There are several definitions of passive, none of which sit terribly comfortably with me as descriptions of a child in a learning environment. We surely wouldn’t want them to be ‘not active or not participating’ and certainly ‘not working’ would be the opposite of our aims for a school pupil in lesson time. Perhaps there are those who would like young people to be ‘unresisting and receptive to external forces’, but it is my experience that other humans, even little ones, don’t tend to be that malleable without actively engaging in a process themselves.

Looking at synonyms for passive is even more worrying. Do we really want our young people sitting in classrooms to be described as ‘apathetic’, ‘indifferent’ or ‘uninvolved’?

In trying to gauge opinion on this amongst other education professionals, the general consensus seems to be that Wilshaw probably didn’t really mean ‘passive’, at least not in the way that I’ve defined it above. But if that were really the case then why not choose another word? Why pick a word – and then repeat it – which has so many connotations that are the antithesis of what we would like to see going on in our classrooms?

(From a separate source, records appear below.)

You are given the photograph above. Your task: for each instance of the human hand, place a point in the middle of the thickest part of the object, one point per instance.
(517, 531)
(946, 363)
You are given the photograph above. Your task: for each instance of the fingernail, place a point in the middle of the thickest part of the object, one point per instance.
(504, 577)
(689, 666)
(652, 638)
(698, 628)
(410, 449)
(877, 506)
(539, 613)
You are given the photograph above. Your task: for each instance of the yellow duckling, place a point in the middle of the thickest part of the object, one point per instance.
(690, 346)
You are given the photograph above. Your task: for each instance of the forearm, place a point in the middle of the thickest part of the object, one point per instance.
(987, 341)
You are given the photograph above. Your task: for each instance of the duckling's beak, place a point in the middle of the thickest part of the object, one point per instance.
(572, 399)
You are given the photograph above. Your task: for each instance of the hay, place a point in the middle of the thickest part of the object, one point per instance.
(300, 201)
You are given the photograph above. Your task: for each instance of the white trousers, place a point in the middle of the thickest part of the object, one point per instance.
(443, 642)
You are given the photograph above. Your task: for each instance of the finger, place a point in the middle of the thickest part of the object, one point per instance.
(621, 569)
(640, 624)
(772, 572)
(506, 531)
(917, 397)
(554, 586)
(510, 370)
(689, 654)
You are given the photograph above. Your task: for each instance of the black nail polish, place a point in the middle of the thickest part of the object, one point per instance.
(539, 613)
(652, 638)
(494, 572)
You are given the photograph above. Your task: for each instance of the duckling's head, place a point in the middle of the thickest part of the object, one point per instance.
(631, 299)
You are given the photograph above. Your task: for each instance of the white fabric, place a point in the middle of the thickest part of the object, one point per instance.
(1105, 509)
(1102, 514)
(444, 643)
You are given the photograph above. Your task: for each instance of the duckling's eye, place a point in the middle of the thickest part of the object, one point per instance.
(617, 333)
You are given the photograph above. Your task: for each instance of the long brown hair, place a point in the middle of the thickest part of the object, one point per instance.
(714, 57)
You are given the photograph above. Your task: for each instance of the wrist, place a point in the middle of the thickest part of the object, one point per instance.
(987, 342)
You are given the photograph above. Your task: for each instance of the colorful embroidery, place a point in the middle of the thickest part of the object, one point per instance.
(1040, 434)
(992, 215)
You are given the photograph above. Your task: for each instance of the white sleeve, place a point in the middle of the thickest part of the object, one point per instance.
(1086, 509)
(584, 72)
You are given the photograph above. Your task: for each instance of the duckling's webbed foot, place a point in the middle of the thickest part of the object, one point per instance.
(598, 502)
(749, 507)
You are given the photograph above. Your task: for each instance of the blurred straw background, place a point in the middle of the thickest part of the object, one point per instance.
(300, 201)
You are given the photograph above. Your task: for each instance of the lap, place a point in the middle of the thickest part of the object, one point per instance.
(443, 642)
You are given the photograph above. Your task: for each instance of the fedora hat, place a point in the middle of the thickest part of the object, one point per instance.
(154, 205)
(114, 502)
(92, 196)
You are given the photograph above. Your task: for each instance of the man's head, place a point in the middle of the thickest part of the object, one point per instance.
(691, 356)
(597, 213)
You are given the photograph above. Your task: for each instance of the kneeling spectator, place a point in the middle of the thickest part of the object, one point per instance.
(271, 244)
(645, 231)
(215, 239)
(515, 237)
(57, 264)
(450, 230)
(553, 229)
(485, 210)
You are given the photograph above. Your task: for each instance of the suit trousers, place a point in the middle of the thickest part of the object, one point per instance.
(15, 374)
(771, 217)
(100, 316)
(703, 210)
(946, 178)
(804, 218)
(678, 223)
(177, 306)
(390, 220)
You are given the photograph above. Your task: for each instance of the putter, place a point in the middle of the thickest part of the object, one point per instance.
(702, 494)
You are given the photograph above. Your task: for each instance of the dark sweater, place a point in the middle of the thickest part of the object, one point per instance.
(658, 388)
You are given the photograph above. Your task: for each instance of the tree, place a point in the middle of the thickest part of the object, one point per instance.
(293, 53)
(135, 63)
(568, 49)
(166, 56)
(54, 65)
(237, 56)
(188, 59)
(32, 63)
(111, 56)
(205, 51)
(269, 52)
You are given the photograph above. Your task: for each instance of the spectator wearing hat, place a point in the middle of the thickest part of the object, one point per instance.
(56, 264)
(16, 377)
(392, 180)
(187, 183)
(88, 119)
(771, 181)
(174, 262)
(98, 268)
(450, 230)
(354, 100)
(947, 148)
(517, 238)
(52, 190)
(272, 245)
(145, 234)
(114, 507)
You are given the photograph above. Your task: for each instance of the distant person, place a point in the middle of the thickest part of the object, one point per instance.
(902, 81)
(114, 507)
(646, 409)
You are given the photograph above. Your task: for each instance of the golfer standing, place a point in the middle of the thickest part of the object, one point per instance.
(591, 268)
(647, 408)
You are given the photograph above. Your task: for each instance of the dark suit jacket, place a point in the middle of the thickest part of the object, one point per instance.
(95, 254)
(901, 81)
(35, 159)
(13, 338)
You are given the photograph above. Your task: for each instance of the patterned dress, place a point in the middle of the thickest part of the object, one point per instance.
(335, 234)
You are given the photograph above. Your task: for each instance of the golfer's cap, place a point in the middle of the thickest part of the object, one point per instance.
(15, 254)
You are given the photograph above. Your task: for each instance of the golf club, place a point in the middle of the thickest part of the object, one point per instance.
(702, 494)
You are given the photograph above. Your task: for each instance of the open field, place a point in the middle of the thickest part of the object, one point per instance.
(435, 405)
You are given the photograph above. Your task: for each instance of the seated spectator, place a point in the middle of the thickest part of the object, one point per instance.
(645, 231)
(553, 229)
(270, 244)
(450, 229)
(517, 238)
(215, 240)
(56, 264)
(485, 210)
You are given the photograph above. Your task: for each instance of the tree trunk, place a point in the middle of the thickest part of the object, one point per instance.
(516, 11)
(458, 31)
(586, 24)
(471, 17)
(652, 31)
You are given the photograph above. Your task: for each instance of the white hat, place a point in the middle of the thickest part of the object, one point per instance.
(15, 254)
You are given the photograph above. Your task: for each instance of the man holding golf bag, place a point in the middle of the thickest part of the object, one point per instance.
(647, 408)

I fear that teachers have been so quick to welcome Wilshaw’s statement because they are desperate for someone in a position of power in education to throw them a lifeline – to tell them it’s ok, I trust you to teach however you like as long as you get the results. I would argue that if that’s the case why are inspectors bothering to go into lessons at all? Why not just look at the results if they don’t care about what’s happening in the classroom? Actually reading further into Wilshaw’s letter there are plenty of pedagogical preferences evident, from what resources teachers are choosing to use in the classroom to how they choose to set homework, but apparently questioning these choices does not ‘infring[e] the professional judgement of teachers’.

To be honest, though, it’s not really the teachers I’m worried about. Ok – there are probably a few who will use Wilshaw’s words as an excuse to make their workload lighter, will stop worrying so much about whether pupils are engaged or not because hey – even the HMCI says it’s ok for them to be passive. But in reality the vast majority of teachers want their students to be engaged and to learn, and they have the skills and professionalism to help them achieve that in a myriad of different ways.

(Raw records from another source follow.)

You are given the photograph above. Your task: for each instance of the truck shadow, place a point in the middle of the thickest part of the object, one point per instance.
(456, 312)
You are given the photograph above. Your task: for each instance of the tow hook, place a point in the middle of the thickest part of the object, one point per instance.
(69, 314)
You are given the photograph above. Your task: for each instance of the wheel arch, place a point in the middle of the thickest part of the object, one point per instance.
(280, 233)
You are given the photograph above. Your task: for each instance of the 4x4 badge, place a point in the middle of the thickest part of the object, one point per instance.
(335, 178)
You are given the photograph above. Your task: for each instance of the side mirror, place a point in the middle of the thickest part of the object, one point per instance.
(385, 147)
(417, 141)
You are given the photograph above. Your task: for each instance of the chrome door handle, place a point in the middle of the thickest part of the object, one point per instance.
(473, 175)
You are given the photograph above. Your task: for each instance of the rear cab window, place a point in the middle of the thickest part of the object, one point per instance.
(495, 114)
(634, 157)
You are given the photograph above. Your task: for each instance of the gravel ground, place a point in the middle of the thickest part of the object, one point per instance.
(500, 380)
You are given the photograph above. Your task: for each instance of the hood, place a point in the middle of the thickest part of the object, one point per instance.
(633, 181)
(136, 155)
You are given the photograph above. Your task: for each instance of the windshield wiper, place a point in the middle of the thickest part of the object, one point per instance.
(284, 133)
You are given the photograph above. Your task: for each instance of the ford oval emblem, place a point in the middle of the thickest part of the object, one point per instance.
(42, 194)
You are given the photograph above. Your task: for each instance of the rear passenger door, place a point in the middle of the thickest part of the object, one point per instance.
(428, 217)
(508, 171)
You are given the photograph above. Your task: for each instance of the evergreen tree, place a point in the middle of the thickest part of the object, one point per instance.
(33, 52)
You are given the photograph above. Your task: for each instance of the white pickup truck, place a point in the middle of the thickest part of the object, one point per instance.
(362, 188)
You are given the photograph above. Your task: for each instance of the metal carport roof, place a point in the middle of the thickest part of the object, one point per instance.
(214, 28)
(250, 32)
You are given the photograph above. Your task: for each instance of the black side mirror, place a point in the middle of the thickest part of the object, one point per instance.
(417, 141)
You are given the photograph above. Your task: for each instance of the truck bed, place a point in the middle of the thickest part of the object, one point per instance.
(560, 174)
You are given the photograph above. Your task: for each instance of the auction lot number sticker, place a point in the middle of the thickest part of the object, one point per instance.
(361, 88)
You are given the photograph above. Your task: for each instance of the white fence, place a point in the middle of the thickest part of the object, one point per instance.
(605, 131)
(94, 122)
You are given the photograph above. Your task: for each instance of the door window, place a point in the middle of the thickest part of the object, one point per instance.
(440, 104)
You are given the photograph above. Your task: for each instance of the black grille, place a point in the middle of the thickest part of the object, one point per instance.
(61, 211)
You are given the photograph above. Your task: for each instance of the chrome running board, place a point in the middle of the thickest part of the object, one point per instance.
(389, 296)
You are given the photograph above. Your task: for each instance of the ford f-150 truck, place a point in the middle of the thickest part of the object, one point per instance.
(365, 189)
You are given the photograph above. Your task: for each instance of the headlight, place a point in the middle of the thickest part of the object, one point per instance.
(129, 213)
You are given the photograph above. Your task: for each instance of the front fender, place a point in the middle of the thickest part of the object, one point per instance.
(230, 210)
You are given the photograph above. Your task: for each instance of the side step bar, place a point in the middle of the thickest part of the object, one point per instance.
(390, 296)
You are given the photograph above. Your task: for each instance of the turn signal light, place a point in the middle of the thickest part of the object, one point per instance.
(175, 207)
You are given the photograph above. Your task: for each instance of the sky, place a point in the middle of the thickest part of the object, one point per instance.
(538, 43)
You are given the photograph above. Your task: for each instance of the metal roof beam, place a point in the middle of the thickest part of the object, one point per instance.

What concerns me is what this acceptance of passivity – or in fact its promotion above more active learning methods if you look at the right wing interpretation – says about this governments aspirations for its young people.

Does it want to nurture a generation who can think for themselves, who can question the status quo, who can come up with new ways to face the world’s problems? Or does it want to create a society who will be easily controlled, accept authority without question, carry forward a canon of knowledge whilst quietly going about their business and being exploited by those in positions of power?

Certainly the tactics used by the Tories so far, from their denigration of the right to strike to their desire to curb peaceful political protests, from Gove’s attempts to falsify information and then rewrite history to hide his tracks to their incredible attempts today to rebrand themselves as the worker’s party, would indicate the latter. As Tony Benn articulates so clearly, ‘a healthy, educated and confident nation is harder to govern‘.

Casual references to passivity being an acceptable mode for the classroom effectively discard decades of educational research aimed at creating empowered and effective citizens to return us to a model of learning whereby the child is an empty vessel waiting to be filled with the superior knowledge of the teacher and of wider society. This is not how I want our world to view young people, either as a teacher or as a parent, and I think we should be very wary of anyone who has such low expectations of our future generations.